Gäbe es diese Mindestpreise nicht,
würden die Bauern reihenweise
wirtschaftlich eingehen. Da durch
diese Maßnahme Produktion und
Bauern in Österreich am Leben erhalten werden, kommt es zu keinen
Fleischimporten aus den USA oder
Südamerika, obwohl man dort Rindfleisch billiger herstellen kann. Damit wirkt der gesicherte Mindestpreis für die Bauern in Österreich
nach WTO-Recht handelsverzerrend. Bei der Beurteilung spielt keine Rolle, dass der Wettbewerbsvorteil der anderen durch massives Sozial- und Ökodumping erreicht wird.
Arbeitsplatzpolitische Maßnahmen
für ganze Branchen, wie Zuschüsse
an die verstaatlichte Industrie und
Vorruhestandsregelungen finanziert
über das AMS, wie sie für OMV
und Post gemacht wurden, wären
nach WTO-Subventionsregelungen
erfolgreich anfechtbar. Anfechtbar
wären auch die staatlich garantierten Einspeisetarife für Ökostrom,
staatliche Förderungen für energiesparendes Bauen und Preisregelungen für Arzneimittel und Treibstoffe. Würde man die Methodik, die
zur Kalkulation der Stützungen in
der Landwirtschaft verwendet wird,
auf die Pharmabranche umlegen, ergäbe dies für die EU-15 ein Subventionsäquivalent von rund 30 Mrd.

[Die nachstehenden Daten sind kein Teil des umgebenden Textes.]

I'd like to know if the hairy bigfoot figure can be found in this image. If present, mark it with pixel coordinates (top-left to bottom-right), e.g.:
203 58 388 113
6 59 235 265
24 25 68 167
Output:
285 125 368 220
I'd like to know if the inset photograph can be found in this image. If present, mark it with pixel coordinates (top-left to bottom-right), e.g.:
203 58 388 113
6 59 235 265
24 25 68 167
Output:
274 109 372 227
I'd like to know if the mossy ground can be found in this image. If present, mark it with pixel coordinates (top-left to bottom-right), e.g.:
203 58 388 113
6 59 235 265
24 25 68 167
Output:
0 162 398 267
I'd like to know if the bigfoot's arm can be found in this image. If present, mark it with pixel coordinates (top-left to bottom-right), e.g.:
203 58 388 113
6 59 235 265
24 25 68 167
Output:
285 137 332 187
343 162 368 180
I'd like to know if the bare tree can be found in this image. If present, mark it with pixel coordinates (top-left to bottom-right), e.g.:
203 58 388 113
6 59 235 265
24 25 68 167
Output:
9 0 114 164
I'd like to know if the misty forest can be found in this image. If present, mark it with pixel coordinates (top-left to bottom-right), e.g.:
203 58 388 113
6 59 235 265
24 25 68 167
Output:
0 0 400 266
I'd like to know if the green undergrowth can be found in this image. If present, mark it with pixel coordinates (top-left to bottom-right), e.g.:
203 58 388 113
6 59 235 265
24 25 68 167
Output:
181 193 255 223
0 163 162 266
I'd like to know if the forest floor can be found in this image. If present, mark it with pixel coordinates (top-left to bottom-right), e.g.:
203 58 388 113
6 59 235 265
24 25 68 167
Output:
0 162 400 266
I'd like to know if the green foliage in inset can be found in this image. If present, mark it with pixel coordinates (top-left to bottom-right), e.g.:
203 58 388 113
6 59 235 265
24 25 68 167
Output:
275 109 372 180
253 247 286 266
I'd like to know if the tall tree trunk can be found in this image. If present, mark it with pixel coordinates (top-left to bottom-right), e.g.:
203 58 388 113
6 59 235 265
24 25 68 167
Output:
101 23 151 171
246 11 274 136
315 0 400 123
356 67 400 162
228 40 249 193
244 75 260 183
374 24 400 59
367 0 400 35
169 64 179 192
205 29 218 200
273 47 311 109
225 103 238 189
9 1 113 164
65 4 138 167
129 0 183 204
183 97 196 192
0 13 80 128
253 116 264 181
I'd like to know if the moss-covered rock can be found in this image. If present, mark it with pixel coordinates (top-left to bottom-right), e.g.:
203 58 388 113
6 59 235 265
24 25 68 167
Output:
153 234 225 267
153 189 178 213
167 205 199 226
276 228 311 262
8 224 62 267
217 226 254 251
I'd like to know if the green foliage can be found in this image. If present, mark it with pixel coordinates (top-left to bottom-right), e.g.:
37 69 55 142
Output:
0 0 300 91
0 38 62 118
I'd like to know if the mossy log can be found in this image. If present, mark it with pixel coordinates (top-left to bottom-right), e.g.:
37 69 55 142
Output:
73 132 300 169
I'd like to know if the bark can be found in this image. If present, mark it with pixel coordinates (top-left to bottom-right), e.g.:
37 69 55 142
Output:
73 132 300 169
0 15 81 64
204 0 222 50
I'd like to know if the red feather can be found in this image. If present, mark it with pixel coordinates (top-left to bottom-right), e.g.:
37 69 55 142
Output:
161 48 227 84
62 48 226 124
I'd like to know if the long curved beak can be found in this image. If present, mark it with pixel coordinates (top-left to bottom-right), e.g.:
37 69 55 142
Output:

Euro jährlich. Das entspricht in etwa
dem Stützäquivalent der Landwirtschaft.
Voraussetzung für eine Anfechtung nach WTO-Recht ist, dass die
wirtschaftlichen Interessen eines
anderen Staates berührt werden und
dieser klagt. In Branchen mit global
oligopolen Strukturen werden sich
kein Kläger und auch kein Richter
finden.
■
Die verschiedenen Umweltkonventionen der
UN/ECE zeigen, dass regionale Übereinkommen
weit erfolgreicher sind und
mit mehr Engagement betrieben werden als globale Übereinkommen.